When he was leaving, I invited him to return to the center of the city in the car of my newspaper, in which I had gone, with a driver. He thanked me but said that he would return in the bus that stopped at the street corner. I had to insist several times, telling him that we were going in the same direction, until he finally accepted [my invitation] to climb in.

Before, on the sidewalk, he let it slip, calmly, almost whispering: “Jesus in the Gospel tells us that on Judgment Day we will have to render account of our behavior: I was hungry, and you gave me to eat; I was thirsty, and you gave me to drink; I was sick, and you visited me; I was in prison, and you came to see me.” And he pointed out that “the commandment of Jesus obliges all of us: and in a special way, the bishop, who is the father of all.”

“Some might say, ‘They are guilty,’” added Bergoglio. “I answer them with the words of Jesus: ‘Let him who is not guilty throw the first stone.’ Let each one of us look in our heart and discover our faults. Then our heart becomes more human.”

 

Was it not your instinct as a journalist to interview him then and there?

No, we did not talk much in a return ride, with an archbishop not given to interviews. Just small talk. I remember that we passed near a shopping center, and he commented in passing about “the new temples of consumerism.”

He did not allow us to make a detour of a few blocks to leave him at the door of his house. He got off at the pedestrian Florida Street and was swallowed up by the people. He said he preferred to walk several blocks to take advantage of the moment to meditate the third part of the 15 mysteries of the Rosary that he prays every day. Then, that night, he was going to walk around seven churches to adore Jesus in the Blessed Sacrament, following the custom that many Catholics have on the night before Good Friday.
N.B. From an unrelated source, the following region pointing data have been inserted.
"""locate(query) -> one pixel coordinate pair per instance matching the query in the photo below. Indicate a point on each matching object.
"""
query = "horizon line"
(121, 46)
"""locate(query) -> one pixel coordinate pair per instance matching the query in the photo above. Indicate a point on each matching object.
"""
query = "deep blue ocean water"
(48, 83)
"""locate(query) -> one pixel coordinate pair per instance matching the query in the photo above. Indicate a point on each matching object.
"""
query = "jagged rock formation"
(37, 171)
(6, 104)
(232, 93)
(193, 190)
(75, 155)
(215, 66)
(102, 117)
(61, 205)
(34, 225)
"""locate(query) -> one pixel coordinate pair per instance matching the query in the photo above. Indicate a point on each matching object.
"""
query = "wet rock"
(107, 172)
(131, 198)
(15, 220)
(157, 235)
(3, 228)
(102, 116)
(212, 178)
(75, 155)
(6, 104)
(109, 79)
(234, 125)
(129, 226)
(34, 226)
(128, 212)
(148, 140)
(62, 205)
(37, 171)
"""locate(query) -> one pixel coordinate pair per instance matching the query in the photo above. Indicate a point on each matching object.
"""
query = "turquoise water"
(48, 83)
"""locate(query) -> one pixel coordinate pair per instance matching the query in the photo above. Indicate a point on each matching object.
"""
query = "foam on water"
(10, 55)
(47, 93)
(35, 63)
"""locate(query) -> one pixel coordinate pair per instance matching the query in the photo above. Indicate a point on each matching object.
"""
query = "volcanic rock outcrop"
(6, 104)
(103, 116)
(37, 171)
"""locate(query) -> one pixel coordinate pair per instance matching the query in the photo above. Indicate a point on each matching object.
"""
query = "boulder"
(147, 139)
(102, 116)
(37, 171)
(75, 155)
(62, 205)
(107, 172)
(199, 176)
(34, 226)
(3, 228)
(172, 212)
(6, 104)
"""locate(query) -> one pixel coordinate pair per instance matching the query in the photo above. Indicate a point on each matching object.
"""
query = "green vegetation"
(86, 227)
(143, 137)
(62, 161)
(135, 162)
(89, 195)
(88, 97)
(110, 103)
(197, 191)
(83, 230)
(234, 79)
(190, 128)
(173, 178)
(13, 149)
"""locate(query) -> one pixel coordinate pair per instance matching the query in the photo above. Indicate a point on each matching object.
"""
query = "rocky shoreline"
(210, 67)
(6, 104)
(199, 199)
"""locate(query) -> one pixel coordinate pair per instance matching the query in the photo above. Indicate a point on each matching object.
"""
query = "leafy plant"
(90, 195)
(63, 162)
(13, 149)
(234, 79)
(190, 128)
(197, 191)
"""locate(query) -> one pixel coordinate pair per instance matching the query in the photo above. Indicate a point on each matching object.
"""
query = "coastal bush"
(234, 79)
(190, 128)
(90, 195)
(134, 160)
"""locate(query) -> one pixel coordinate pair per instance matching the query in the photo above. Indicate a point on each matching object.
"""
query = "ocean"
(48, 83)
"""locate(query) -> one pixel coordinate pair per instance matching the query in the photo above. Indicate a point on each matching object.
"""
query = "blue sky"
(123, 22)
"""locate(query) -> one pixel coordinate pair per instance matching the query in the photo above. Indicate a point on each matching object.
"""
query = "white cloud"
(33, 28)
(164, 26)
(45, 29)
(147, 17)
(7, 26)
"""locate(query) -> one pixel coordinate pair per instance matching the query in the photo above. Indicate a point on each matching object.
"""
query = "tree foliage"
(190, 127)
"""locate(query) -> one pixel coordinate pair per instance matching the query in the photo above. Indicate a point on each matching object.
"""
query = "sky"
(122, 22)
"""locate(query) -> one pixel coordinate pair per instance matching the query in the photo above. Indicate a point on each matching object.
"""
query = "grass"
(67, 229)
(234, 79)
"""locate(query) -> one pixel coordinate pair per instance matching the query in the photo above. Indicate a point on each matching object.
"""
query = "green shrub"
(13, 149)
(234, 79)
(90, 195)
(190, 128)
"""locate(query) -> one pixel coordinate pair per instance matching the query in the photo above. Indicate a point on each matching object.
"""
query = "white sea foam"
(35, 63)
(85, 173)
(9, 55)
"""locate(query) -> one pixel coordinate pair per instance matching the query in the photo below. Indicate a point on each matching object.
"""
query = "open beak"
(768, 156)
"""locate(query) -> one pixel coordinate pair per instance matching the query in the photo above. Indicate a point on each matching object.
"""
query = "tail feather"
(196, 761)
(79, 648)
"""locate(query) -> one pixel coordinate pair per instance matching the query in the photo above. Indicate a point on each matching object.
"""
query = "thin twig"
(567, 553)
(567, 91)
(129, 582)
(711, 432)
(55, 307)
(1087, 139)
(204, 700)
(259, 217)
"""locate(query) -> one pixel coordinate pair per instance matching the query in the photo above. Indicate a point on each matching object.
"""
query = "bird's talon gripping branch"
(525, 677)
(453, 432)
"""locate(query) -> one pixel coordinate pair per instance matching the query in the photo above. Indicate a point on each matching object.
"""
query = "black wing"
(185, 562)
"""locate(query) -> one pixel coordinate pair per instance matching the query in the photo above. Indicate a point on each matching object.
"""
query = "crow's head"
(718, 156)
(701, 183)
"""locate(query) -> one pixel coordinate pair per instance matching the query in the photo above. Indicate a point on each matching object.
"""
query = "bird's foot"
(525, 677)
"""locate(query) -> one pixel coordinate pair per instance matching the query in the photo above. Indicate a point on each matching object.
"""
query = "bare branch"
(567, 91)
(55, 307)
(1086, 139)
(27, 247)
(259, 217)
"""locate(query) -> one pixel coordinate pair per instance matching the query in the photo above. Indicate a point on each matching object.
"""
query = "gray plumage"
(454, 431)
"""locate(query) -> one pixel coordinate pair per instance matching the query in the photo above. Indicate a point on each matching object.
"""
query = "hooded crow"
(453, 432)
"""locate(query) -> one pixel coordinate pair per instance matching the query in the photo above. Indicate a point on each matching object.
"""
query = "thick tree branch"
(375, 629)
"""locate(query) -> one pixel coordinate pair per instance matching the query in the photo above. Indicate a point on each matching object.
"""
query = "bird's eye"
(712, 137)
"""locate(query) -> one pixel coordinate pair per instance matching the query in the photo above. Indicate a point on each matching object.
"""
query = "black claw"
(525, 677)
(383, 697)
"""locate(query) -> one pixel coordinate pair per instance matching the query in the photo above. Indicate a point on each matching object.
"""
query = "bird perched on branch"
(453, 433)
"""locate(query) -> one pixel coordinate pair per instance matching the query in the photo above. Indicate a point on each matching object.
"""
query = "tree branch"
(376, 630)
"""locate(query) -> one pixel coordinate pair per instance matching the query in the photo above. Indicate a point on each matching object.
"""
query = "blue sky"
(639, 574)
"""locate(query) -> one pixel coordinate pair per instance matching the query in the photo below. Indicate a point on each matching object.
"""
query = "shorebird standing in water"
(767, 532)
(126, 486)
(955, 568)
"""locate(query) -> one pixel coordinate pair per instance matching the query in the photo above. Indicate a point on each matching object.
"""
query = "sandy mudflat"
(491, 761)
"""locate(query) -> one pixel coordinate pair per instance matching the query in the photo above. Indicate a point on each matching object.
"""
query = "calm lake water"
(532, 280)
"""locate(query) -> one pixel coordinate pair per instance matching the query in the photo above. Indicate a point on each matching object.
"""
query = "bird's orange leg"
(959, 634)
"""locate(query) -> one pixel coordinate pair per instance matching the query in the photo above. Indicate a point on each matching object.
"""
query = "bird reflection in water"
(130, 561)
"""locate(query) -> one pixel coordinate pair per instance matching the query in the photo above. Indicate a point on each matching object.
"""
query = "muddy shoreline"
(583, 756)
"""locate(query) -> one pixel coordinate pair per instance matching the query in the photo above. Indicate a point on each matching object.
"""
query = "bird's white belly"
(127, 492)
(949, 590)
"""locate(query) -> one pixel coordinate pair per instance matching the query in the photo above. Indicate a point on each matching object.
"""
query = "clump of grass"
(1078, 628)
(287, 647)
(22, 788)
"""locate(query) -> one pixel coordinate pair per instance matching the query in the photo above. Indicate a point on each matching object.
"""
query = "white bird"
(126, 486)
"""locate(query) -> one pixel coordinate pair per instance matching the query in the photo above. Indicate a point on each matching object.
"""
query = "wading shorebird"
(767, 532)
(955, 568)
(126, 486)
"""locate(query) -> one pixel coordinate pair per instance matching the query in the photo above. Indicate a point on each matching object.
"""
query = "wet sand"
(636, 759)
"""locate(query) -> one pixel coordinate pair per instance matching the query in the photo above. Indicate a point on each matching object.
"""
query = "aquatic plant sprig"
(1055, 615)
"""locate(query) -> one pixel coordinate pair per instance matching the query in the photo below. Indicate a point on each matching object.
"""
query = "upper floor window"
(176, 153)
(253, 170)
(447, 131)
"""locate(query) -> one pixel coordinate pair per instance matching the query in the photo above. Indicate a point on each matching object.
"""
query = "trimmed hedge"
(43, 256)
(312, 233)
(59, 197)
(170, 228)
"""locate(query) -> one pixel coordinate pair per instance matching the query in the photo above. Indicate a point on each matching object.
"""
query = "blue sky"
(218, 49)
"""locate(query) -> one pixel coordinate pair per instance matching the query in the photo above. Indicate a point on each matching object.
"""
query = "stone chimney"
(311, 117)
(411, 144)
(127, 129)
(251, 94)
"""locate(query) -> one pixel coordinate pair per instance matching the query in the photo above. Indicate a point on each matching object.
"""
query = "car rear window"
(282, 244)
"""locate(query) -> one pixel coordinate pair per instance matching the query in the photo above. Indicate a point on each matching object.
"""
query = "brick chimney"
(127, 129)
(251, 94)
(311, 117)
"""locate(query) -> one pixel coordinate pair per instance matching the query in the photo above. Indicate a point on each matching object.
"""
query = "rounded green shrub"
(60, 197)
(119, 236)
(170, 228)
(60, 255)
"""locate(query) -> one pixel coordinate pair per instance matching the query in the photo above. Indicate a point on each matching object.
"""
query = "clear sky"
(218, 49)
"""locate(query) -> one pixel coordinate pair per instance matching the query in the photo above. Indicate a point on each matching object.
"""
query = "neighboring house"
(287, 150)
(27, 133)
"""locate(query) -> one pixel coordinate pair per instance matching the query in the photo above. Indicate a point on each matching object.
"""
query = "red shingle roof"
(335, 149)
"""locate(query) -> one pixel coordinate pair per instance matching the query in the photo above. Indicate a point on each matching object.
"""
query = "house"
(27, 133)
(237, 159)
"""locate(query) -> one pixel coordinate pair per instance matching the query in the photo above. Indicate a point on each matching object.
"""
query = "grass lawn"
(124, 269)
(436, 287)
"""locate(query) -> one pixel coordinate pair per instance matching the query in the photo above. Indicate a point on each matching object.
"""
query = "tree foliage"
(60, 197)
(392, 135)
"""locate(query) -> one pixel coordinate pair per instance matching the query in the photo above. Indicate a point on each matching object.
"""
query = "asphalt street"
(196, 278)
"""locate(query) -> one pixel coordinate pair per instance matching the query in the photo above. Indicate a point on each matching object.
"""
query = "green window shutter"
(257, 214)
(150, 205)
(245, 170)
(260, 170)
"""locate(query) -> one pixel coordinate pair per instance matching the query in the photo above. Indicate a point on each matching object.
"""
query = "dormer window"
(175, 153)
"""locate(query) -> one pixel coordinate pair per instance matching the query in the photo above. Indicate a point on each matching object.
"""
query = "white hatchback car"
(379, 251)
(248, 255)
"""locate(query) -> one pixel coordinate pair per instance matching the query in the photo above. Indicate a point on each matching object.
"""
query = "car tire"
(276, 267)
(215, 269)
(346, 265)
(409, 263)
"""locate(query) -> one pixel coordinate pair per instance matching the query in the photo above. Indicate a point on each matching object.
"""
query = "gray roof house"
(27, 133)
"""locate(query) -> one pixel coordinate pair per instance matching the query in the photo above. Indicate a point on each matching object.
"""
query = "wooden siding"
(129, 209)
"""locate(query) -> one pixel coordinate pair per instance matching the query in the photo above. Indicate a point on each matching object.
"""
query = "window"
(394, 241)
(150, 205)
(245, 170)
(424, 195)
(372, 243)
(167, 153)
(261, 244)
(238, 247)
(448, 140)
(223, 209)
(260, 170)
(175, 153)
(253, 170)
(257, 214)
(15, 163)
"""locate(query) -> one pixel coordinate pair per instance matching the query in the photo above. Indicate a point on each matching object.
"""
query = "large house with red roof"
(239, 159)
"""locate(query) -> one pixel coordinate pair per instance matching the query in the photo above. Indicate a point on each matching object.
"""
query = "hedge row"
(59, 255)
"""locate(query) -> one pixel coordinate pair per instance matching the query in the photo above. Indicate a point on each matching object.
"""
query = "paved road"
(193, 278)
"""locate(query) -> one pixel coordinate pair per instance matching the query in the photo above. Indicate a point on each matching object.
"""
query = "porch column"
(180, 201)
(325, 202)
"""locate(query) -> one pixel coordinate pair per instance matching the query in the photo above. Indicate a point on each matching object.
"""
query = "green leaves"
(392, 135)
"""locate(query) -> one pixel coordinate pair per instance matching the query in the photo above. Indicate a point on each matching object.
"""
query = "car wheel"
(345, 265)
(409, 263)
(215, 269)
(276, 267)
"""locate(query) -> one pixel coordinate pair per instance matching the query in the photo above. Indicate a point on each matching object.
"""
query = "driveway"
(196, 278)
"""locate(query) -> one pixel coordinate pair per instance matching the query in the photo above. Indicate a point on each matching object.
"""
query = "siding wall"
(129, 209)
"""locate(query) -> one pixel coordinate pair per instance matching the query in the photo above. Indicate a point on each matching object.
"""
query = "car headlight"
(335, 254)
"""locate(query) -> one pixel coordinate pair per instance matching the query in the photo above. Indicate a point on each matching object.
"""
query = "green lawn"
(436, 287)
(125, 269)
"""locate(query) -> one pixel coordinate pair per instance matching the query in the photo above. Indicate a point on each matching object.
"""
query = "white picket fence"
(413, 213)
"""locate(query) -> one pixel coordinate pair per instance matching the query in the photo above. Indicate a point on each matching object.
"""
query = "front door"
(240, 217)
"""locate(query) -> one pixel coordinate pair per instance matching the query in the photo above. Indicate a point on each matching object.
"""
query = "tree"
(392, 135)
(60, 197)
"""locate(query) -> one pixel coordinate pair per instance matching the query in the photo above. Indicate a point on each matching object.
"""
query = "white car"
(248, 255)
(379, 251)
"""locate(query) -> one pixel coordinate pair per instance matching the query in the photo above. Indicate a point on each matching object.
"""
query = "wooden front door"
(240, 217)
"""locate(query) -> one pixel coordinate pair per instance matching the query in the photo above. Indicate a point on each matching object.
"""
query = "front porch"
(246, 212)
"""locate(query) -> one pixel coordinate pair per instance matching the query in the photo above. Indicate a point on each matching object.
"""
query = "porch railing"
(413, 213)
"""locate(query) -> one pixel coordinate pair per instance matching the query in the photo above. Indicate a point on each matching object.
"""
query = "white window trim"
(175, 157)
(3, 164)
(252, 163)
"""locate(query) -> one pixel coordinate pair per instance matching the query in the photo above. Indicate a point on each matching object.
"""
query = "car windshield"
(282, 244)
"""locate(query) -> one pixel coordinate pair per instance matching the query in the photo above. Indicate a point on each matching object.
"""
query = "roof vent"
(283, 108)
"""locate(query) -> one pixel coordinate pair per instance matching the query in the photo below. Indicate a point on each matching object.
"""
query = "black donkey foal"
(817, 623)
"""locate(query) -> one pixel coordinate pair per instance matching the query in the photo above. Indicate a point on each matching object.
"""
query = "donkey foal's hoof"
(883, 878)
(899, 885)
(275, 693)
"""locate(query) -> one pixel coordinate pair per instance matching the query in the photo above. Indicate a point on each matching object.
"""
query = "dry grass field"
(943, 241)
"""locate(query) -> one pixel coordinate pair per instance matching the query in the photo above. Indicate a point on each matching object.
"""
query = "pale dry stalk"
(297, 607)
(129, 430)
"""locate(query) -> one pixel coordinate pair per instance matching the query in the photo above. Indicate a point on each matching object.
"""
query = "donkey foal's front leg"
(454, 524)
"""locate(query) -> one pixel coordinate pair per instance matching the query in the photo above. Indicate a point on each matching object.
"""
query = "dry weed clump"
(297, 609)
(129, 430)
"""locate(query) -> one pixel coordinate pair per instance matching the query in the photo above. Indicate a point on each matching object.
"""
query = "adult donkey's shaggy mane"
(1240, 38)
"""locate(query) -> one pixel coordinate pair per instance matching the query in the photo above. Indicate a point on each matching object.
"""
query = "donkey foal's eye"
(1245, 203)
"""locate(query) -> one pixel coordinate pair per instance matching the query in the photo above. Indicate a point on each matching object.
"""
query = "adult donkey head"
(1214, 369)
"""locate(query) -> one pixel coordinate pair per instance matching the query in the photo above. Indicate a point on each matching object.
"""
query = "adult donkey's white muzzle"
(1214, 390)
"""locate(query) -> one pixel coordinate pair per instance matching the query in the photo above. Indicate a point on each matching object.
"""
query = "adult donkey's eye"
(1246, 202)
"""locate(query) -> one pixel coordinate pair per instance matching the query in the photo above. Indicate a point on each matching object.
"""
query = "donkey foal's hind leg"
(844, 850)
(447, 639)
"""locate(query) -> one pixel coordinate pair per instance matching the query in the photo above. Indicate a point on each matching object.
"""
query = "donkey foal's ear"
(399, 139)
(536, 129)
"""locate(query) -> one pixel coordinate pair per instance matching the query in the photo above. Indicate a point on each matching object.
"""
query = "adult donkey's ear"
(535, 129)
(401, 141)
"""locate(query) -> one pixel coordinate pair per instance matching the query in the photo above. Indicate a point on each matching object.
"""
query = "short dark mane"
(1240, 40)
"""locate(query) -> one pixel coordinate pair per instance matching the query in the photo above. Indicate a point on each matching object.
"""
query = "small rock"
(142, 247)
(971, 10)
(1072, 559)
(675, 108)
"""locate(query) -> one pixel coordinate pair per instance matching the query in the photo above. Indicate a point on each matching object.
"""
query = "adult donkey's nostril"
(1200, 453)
Like any other Catholic, the archbishop would visit the churches without anyone waiting for him.

On getting out of the car, he told me: “You have achieved what no other journalist has ever achieved: to imprison me during 40 minutes. Usually, I run away from them.” Surely he did not imagine then that, 14 years later, he would have an honest and amiable encounter with some 6,000 journalists in Rome and would talk to them with ease just before Holy Week. That night, before saying good-bye, he wished the journalist and the driver, “Happy Easter!”

Father Fernando E. Mignone writes from Vancouver, Canada.